Nintendo Switch Tech Speculation discussion

Status
Not open for further replies.
16 MB is enough for 720p forward rendering with no MSAA. 720P RGBA16f color buffer + 32b Z buffer = 11 MB. But the same cache is also used for texture sampling and geometry (vertex and index buffer loads). 16 MB cache will trash for sure. 32 MB cache would be much better. Intel chose 64 MB and 128 MB for their Crystalwell GT4e cache sizes. Intel integrated chips are roughly in the same ballpark in performance and are mostly used to play games at 720p. So the comparison is relevant.

16 MB cache would take less die space than Xbox One's 32 MB ESRAM scratchpad, but not significantly so, as cache logic and tags take plenty of space. It would also be somewhat slower (latency) than current < 2 MB GPU L2 caches. Would likely affect performance a bit (at least global atomics). Would still be a huge perf boost assuming only 25.6 GB/s memory bandwidth.

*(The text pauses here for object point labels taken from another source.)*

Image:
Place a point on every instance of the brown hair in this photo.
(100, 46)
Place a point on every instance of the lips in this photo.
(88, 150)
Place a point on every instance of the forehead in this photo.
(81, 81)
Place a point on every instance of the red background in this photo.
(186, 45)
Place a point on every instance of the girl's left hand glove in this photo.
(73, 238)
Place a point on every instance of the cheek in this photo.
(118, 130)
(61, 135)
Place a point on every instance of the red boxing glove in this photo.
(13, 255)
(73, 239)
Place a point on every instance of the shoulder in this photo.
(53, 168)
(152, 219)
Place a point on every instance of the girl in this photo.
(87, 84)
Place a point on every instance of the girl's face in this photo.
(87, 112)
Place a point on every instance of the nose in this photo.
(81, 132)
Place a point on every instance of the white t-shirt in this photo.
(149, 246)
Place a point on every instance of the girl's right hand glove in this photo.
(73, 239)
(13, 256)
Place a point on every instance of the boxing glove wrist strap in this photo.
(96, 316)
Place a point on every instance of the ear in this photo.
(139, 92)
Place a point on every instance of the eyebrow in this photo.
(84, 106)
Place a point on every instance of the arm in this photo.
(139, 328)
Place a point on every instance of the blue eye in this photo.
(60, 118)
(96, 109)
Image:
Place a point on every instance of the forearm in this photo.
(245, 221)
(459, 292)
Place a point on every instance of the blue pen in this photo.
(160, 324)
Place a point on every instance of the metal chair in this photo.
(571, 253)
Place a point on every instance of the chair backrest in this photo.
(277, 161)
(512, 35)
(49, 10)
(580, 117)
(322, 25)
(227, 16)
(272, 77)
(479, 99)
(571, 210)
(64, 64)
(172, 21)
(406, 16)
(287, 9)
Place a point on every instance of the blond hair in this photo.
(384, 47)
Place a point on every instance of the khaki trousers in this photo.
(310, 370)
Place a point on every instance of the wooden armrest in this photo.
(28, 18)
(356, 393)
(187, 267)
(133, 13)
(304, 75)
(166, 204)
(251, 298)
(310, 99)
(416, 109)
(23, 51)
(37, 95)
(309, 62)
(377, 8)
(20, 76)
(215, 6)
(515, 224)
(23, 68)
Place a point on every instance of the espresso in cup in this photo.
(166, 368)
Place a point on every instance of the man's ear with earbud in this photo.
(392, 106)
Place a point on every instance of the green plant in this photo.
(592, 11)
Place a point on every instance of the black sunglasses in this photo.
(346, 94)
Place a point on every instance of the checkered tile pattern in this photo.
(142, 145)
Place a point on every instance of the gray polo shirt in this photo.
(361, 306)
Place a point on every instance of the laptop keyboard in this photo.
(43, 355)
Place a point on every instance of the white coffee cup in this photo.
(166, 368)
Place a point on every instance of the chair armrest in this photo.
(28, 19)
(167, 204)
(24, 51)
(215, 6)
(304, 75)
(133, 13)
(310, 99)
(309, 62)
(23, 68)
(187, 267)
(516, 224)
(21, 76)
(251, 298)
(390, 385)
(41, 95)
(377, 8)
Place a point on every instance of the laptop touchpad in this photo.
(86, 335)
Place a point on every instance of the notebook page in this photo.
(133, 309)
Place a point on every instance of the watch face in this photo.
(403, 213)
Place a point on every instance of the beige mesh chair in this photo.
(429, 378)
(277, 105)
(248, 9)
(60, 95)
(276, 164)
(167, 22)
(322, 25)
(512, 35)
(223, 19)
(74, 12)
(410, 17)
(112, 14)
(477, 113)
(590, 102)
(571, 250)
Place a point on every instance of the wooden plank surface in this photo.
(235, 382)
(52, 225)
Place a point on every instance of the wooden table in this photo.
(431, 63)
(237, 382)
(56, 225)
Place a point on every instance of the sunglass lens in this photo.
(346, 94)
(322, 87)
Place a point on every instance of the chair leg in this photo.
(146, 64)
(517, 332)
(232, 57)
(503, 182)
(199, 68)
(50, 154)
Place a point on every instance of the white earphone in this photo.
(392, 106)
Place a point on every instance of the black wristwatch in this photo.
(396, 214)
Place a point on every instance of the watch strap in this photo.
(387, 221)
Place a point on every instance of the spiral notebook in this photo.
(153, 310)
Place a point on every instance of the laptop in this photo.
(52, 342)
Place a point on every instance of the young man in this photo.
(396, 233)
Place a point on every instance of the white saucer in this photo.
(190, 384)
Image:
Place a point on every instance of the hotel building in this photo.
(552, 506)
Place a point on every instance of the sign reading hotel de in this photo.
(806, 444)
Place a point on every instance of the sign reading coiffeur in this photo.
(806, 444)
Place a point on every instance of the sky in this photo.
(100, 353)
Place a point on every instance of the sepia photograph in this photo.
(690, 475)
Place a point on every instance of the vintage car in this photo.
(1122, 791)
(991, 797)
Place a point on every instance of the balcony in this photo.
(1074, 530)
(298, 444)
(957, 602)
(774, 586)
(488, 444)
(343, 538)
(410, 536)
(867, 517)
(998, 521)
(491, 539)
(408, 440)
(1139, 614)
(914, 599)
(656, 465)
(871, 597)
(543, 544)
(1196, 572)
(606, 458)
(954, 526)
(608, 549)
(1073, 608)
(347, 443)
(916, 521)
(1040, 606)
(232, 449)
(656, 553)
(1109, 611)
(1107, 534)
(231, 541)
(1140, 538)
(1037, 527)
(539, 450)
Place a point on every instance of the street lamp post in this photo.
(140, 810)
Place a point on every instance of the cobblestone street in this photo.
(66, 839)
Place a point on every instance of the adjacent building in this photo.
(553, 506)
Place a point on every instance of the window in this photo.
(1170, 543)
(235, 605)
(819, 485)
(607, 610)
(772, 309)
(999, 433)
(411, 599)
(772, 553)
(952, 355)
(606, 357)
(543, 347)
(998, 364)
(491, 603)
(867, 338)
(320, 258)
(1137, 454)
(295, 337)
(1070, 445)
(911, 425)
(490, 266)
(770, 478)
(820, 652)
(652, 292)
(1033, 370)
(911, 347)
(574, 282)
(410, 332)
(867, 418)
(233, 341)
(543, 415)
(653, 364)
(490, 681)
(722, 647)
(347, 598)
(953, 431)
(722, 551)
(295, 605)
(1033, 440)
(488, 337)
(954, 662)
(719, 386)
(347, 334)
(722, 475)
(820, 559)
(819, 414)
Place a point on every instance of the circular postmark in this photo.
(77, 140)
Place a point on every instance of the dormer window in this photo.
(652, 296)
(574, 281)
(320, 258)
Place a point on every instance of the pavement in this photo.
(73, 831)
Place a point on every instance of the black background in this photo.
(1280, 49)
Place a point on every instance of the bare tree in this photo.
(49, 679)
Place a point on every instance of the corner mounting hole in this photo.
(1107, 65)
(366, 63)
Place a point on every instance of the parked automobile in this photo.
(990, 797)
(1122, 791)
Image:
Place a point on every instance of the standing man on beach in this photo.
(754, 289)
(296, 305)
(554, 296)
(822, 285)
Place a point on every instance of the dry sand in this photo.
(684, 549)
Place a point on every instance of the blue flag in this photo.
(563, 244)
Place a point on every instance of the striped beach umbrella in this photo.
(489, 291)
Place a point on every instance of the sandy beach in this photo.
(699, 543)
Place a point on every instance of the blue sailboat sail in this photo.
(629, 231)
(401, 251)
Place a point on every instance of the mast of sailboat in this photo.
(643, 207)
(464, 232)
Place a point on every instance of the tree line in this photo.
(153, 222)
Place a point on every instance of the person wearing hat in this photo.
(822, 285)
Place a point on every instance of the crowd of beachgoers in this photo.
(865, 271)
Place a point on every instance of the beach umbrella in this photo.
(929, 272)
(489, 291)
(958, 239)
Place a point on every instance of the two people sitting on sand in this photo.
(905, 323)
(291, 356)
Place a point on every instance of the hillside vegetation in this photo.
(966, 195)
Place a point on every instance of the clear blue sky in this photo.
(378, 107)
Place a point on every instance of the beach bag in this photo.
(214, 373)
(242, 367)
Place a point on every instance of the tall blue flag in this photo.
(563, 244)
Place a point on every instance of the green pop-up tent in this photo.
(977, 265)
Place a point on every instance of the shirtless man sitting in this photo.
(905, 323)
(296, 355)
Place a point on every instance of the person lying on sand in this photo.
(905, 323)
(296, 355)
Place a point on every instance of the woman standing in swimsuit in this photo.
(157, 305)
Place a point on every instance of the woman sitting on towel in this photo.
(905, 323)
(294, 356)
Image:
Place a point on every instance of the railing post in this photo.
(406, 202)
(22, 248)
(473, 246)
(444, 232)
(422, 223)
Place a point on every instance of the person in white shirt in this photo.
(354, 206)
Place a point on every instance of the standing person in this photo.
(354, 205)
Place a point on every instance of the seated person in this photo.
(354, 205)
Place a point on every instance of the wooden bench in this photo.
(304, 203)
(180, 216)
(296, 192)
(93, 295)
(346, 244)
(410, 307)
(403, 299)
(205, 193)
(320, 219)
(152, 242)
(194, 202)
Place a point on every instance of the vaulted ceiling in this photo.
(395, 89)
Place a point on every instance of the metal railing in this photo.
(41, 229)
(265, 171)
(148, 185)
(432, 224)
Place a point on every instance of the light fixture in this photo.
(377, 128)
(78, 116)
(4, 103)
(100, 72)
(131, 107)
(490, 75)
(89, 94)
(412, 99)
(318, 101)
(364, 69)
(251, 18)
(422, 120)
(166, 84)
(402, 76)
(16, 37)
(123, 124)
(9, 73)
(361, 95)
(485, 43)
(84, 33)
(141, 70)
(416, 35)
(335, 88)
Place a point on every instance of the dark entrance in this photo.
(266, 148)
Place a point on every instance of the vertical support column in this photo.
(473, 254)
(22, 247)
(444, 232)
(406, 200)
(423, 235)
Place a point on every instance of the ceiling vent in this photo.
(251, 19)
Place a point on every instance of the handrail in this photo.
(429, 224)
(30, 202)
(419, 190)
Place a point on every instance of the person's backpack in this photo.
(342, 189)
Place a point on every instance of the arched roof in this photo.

I hadn't thought about Intel's IGP as a point of comparison - thanks for bringing it up! However, I feel like the thrashing issue could be addressed without expanding capacity to match GT4e (or moving to a scratchpad) by e.g. allowing cache ways to be allocated based on usage - basically Broadwell's L3 cache partitioning (CAT) but for GPUs. (http://danluu.com/intel-cat/, and 17.17 in http://www.intel.com/content/dam/ww...s-software-developer-vol-3b-part-2-manual.pdf has details).

I'm curious though - under the assumption that Switch is successful and becomes a specific optimization target for game devs, would you prefer a large cache (or scratchpad), or would you rather have more compute throughput and a smaller cache that requires tailored software to really shine?
 
There are multiple questions regarding the memory that I have yet to see answered. Is the Tegra X1 memory starved to begin with? I know 25GB/s sounds low, but with Maxwells compression techniques and the titled rasterizing, perhaps its not an issue, especially when we are seeing clock speeds reduced. Assuming this is a bottleneck, is it more cost efficient to go with esram than switching to a 128 bit bus like they did with Parker? Whatever is cheaper is likely the route Nintendo would go. I would have to think that Nintendo wants to make sure dye shrinks are not held back because of memory this time. The quicker they can move to more cost effective manufacturing processes the quicker they can either make more money per unit, or drop the price. Nintendo has historically gone with small pools of fast memory, so it wouldn't surprise me if there is 32MB of esram in there, but I haven't seen benchmarks on the Tegra X1 that show obvious bottlenecks with the memory. After all, Doom BFG runs 1080p 60fps on the Shield TV.

After the "reveal", I had the impression they use a 100% stock Tegra X1. At most there would be the clocks/power curve built into the firmware or microcode, unused parts like PCIe lanes fused off and that wouldn't count as a custom or different CPU at all.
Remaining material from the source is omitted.